C'est un ouvrage* choc que livrent les Prs Philippe Halimi, chef du service radiologie de l'hôpital parisien Georges-Pompidou (AP-HP) et président de l'association Jean-Louis Mégnien de lutte contre la maltraitance et le harcèlement au sein de l’hôpital public, et Christian Marescaux, ancien chef du service de neurologie des Hôpitaux universitaires de Strasbourg (HUS).
Le livre recense une dizaine de témoignages de médecins hospitaliers, pour l'essentiel PU-PH, victimes de harcèlement à l'hôpital. Les deux spécialistes mettent en lumière deux types de harcèlement.

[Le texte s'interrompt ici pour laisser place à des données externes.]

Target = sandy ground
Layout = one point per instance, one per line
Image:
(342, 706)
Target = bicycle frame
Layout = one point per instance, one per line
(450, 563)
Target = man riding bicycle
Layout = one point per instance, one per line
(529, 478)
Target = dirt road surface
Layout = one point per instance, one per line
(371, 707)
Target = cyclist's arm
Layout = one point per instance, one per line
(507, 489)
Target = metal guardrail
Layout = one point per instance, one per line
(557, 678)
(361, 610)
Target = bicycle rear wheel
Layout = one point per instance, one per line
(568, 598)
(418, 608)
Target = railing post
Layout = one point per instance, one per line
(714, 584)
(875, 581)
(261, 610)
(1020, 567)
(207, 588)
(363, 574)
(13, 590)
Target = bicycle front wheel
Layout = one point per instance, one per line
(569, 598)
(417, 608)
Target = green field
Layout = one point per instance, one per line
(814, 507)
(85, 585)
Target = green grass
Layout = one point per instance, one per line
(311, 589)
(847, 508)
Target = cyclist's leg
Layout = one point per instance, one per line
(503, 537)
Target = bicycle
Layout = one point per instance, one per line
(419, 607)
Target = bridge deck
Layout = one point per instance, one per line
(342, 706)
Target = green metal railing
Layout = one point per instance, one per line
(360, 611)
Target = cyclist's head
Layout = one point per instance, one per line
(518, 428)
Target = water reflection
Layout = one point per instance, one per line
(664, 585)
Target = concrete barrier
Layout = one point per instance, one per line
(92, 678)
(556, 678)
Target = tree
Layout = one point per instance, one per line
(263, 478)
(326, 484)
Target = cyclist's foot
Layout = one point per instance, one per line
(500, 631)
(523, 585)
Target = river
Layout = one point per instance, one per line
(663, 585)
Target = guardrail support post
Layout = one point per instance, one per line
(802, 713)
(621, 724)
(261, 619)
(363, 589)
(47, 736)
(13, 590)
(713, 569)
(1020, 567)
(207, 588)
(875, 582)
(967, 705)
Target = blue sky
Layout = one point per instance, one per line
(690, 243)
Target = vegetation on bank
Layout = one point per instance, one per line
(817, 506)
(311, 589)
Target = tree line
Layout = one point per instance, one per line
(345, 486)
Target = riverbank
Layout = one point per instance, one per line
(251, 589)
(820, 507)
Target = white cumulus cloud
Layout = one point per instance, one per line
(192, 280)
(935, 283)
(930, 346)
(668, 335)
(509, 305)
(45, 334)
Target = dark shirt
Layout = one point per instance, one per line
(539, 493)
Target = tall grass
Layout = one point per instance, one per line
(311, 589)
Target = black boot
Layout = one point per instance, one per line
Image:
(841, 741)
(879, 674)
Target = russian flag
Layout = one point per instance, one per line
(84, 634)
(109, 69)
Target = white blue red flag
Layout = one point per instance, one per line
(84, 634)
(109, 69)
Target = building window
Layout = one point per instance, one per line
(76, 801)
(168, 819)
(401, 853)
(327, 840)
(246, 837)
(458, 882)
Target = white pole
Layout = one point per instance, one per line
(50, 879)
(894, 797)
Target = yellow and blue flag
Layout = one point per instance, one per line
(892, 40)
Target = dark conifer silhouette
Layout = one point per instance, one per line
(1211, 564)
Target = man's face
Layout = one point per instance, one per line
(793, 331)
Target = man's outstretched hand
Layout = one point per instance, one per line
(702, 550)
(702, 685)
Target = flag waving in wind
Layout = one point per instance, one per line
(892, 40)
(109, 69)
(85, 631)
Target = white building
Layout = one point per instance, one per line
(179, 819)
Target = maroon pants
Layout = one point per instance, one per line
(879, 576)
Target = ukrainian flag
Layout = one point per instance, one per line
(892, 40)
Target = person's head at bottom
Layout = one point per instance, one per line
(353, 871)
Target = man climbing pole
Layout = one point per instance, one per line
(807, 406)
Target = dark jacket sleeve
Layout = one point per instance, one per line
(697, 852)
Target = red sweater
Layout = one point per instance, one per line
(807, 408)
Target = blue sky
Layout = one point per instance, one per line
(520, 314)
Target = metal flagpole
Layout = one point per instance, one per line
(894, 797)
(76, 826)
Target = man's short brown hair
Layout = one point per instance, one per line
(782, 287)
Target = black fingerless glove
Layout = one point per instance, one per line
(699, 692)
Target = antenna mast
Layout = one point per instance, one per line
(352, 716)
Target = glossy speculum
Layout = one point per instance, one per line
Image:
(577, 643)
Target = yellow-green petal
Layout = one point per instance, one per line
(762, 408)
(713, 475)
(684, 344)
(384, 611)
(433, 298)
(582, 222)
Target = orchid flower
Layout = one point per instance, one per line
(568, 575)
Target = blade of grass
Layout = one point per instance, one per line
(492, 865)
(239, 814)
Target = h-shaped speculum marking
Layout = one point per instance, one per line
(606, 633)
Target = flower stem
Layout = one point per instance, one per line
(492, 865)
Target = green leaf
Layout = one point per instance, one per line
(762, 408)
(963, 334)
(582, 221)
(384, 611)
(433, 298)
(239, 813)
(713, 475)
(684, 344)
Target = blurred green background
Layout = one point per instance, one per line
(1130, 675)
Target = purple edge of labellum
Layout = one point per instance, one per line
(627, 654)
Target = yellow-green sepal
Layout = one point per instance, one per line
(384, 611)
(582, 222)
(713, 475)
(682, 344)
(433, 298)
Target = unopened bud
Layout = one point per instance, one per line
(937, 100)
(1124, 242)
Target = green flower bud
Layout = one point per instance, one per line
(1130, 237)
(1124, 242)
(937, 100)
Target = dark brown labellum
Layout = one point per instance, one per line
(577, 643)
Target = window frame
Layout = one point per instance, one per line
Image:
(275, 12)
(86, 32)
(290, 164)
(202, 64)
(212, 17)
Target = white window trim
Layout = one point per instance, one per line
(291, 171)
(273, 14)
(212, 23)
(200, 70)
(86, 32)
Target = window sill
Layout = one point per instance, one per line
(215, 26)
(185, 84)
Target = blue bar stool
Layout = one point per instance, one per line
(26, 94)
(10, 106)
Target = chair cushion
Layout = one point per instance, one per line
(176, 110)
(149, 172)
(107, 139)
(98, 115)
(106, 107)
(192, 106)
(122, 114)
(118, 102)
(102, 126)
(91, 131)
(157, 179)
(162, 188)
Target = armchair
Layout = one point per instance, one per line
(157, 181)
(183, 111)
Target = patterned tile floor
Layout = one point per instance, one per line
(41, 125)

Il y a d'abord le « conflit interindividuel » ou l'abus de pouvoir d'un responsable de service ou administratif, d'un chef de pôle, d'un cadre ou d'un directeur sur un médecin subordonné. Le praticien est isolé, on lui interdit d'opérer ou de consulter, « sa mise à l'écart et son éviction s'organisent », écrivent les auteurs. Selon eux, « c'est ce type de harcèlement moral qu'a subi le Pr Jean-Louis Mégnien et qui l'a amené à mettre fin à ses jours », à l'hôpital Georges-Pompidou, en décembre 2015. C'est aussi ce qui a poussé cet autre PU-PH à quitter son hôpital du sud de la France après six années de « calvaire » et de conflit ouvert avec un autre PU-PH. Aujourd'hui, il « panse ses plaies » et se reconstruit tant bien que mal ailleurs, en passant sous silence son histoire.
Il y a aussi le « harcèlement moral institutionnel », qui « frappe souvent celui qui ne participe pas au déni collectif des critères de qualité du travail ». Ce médecin-là est un lanceur d'alerte, un gêneur. Il est alors « mis en recherche d'affectation » par sa direction. Une placardisation en bonne et due forme, parfois avec la « complicité » de la hiérarchie médicale et/ou administrative. Le Dr Florence Rollé, cardiologue réanimatrice au CHU de Limoges, a ainsi été mise sur la touche. En arrêt maladie depuis un an, elle livre un témoignage brut de son éviction après « 25 ans de plein investissement et d'épanouissement professionnel » et le décès accidentel de son chef de service, déclencheur de la crise. Des enjeux de pouvoir éclatent au grand jour, la protégée du « patron » est écartée. « J'ai pensé disparaître, j'ai hurlé ma souffrance à mes proches. Mes supérieurs s'en fichent a priori », écrit-elle.
Rompre le sentiment d'impunité
Depuis le décès du Pr Mégnien, l'association éponyme a recensé 400 signalements de harcèlement. Pour en finir et arrêter « la destruction de l'hôpital public », les Prs Halimi et Marescaux publient 16 propositions prioritaires. Ils réclament le déclenchement « systématique » d'une procédure disciplinaire et de sanctions à l'encontre des oppresseurs pour rompre le « sentiment d'impunité totale » qui les conduit à reproduire des pratiques maltraitantes tout au long de leur carrière.
Ils souhaitent aussi faire reconnaître la « faute inexcusable » de l'employeur en cas de suicide. Les victimes doivent quant à elles obtenir automatiquement la protection fonctionnelle (outil statutaire méconnu à la disposition des agents publics). Enfin, les auteurs suggèrent un « amendement » à la loi Bachelot pour rééquilibrer la gouvernance hospitalière et un fonctionnement « plus transparent » des agences régionales de santé (ARS) et du centre national de gestion (CNG), qui gère les carrières médicales à l'hôpital.
*« Hôpitaux en détresse, patients en danger », eds. Flammarion, 291 pages, 19,90 euros.